As a battery swap version, if the Aion UT is sold with a separated battery and vehicle model, there is considerable potential for price reduction.

However, according to JD Auto's released poster, the vehicle concealed by the curtain appears to be a sedan based on its dimensions.

While the final vehicle model remains uncertain, it is highly probable that the collaborative launch by JD, GAC, and CATL will feature a vehicle supporting Chocolate Battery Swap.

For CATL, after nearly four years in the battery swap sector, it finally has a consumer-facing (To C) battery swap vehicle model. Previously, although CATL had announced collaborations with multiple automakers such as Changan, GAC, BAIC, Wuling, and FAW, launching various models, nearly all were targeted at the ride-hailing or leasing markets.

This collaboration with JD, promoting the vehicle as a "highly anticipated, affordable car," clearly targets the private consumer market. With the ride-hailing market nearing saturation, the To C market remains a vast blue ocean with significant growth potential.

02 Mutual Gains for All Three Parties

So, what role does JD play in this collaboration?

According to the joint announcement, JD serves as the exclusive sales channel. As stated by CATL's Times Electric Service, the vehicle will be exclusively sold during the Double 11 shopping festival through the newly launched "CATL Chocolate JD Self-Operated Flagship Store" on JD.com.

Of course, this is not JD's first venture into online car sales. In 2021, JD collaborated with Seres (formerly Tianji Automobile) to launch the "JD Selected Vehicle" Seres ME5, experimenting with an online crowdfunding sales model. However, due to issues with Seres Automobile, this model nearly collapsed.

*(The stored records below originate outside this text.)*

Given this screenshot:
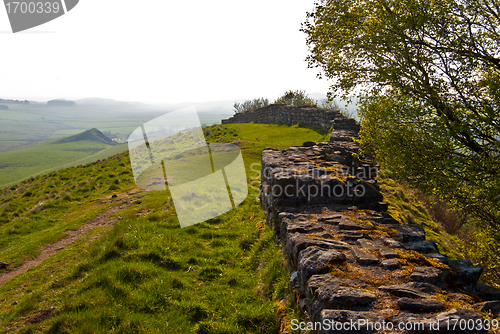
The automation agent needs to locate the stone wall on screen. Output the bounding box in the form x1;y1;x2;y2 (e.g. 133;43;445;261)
222;104;356;131
260;114;500;334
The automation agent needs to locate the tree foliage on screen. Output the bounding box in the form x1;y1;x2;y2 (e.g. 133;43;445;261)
302;0;500;224
234;97;269;114
273;90;316;106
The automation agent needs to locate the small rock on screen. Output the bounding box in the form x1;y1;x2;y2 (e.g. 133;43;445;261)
318;310;385;334
425;253;448;264
448;260;483;289
284;233;350;267
340;231;369;241
352;248;379;266
339;222;374;231
298;246;346;285
357;239;380;250
302;141;316;147
378;282;439;298
410;267;450;286
378;247;400;259
436;308;486;334
473;300;500;318
398;297;445;313
314;285;377;310
318;215;342;224
404;240;438;254
380;260;401;270
380;236;403;248
475;284;500;301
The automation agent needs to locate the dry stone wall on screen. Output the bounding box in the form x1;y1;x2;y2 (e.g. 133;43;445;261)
222;104;356;131
260;111;500;334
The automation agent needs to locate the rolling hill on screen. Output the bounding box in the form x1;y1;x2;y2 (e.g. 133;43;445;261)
0;128;128;188
0;124;332;334
53;128;116;145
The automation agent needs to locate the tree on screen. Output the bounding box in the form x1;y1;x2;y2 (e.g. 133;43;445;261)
273;90;316;106
234;97;269;114
302;0;500;225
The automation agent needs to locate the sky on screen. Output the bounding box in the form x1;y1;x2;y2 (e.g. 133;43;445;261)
0;0;336;103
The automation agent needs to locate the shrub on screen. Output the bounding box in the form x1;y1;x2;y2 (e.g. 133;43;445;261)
273;90;317;106
234;97;269;114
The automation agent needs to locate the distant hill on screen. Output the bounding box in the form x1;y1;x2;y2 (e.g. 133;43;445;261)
52;128;116;145
47;100;76;107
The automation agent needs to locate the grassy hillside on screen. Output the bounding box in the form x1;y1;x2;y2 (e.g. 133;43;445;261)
0;104;158;152
0;129;128;188
0;124;326;333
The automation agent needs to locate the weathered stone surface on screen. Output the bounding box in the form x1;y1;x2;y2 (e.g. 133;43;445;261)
280;218;325;240
392;309;486;334
448;260;483;289
425;253;448;264
380;260;401;270
380;236;403;248
378;247;400;259
378;282;439;298
390;224;425;242
357;239;380;250
302;141;316;147
473;300;500;318
404;240;438;254
298;246;346;285
258;111;492;334
284;233;350;268
222;104;342;131
318;215;342;225
317;310;385;334
436;308;486;334
475;284;500;301
351;248;379;266
314;284;377;309
339;222;374;231
398;297;444;313
341;231;369;242
410;267;450;286
305;274;367;299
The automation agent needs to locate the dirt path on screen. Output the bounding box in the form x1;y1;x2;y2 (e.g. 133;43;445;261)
0;190;142;286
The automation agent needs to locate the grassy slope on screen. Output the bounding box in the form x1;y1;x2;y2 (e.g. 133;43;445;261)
0;124;326;333
0;140;128;188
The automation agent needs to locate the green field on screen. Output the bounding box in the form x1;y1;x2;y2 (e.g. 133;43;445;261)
0;133;128;188
0;101;228;152
0;124;326;333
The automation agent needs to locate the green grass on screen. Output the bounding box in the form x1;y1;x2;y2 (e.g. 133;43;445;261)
0;141;128;188
0;124;327;333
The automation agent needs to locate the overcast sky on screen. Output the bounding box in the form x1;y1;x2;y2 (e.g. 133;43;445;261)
0;0;329;102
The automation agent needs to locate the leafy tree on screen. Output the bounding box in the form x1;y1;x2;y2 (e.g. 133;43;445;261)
316;99;340;110
273;90;316;106
302;0;500;225
234;97;269;114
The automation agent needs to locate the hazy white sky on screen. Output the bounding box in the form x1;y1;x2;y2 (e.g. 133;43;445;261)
0;0;329;102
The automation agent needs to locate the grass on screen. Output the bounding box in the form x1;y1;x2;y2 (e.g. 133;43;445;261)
0;124;327;333
0;141;127;187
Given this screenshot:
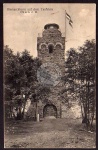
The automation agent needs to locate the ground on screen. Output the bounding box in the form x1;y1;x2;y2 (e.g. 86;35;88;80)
5;118;96;148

Nevertheless, besides the product itself, JD has introduced a new "one-stop solution" consumption model this time. Customers can not only choose the standard vehicle model but also flexibly select various packages covering custom car wraps, vehicle accessories, maintenance services, and more. This provides full-cycle coverage from purchasing to using the vehicle, facilitating easy adoption of electric mobility.

This indicates that while selling vehicles, JD aims to "bundle" its custom car wraps, vehicle accessories, and maintenance services, marking its latest exploration in the direct-to-consumer automotive business.

As early as 2021, JD established its Automotive Business Division, integrating aftermarket automotive resources to further expand its presence in the automotive sector. Numerous JD Auto stores are available in the market, primarily offering aftermarket services such as repairs and vehicle maintenance.

Moreover, according to the collaboration plans, Times Electric Service will jointly establish inspection and battery swap "integrated stations" with JD Auto and launch battery subscription services through flagship stores on JD.com.

Evidently, riding the wave of "battery swapping," JD sees new growth potential for its direct-to-consumer automotive business.

For GAC, leveraging JD's online channel advantages enables rapid exploration of new sales methods.

As a traditional automaker, GAC Group heavily relies on offline traditional dealerships. Amidst the trend of major automakers establishing direct-to-consumer stores, GAC Group has adopted a hybrid direct-to-consumer and dealership model. However, due to the overly complex and extensive dealership system, the impact on sales volume has not been particularly significant.

In 2024, GAC Group's cumulative sales reached 2.0031 million units, a year-on-year decrease of 20.04%. Simultaneously, the sales proportion of its self-owned brands was merely 39.41%. Therefore, the urgent task is to increase the sales proportion of self-owned brands.

Launching vehicle sales on JD.com now marks a crucial shift towards e-commerce. The extent to which this boosts sales volume remains to be seen based on subsequent market reactions.